Because from this report you can get complete information regarding expenses as well as business income in a certain period.

From this report you can also monitor business profits and losses, evaluate  business strategies , project cash flows in the future, and even calculate taxes payable.

There are so many benefits that can be obtained from a profit and loss report, so every business owner is required to have this bookkeeping.

From the explanation above, we can conclude how important the existence of sales bookkeeping is in a business even though it has just been started.

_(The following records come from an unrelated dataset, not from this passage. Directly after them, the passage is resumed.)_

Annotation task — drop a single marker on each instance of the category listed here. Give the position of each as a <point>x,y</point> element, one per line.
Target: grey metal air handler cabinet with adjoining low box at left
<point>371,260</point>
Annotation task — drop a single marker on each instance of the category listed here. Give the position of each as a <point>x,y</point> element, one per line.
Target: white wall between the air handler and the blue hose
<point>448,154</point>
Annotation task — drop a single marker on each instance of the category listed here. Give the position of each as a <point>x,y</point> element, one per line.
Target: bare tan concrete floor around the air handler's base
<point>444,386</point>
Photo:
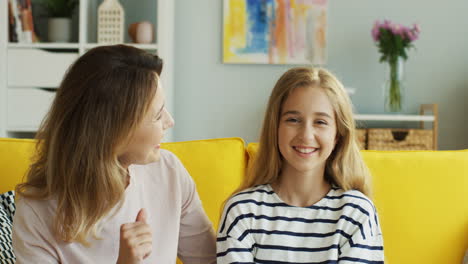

Without sales or financial accounting, it will be difficult to monitor the cash flow of the business and it will also be difficult for you to identify whether the business is making a profit or making a loss.

In making sales bookkeeping, you also have to pay attention to the steps and various other types of bookkeeping needed.

Starting from the bookkeeping of expenses, income, main cash book, stock of goods, business inventory records, to your business profit and loss report.

You must carry out all the steps above to be able to get the correct example of sales bookkeeping.

Keep records regularly, continuously, neatly and easily understood so that the information can be as useful as it should be.

To make financial records or bookkeeping, proof of transactions is required as well as accuracy to maintain the accuracy of the contents, so that they can be accounted for.

Manual work will have a higher risk of human error. Therefore there are many  online accounting software  that have  bookkeeping application features  and  financial reporting applications  that you can use to make it easier to make.

Either manually or using technology, examples of sales bookkeeping must exist to be able to maintain the continuity of your business.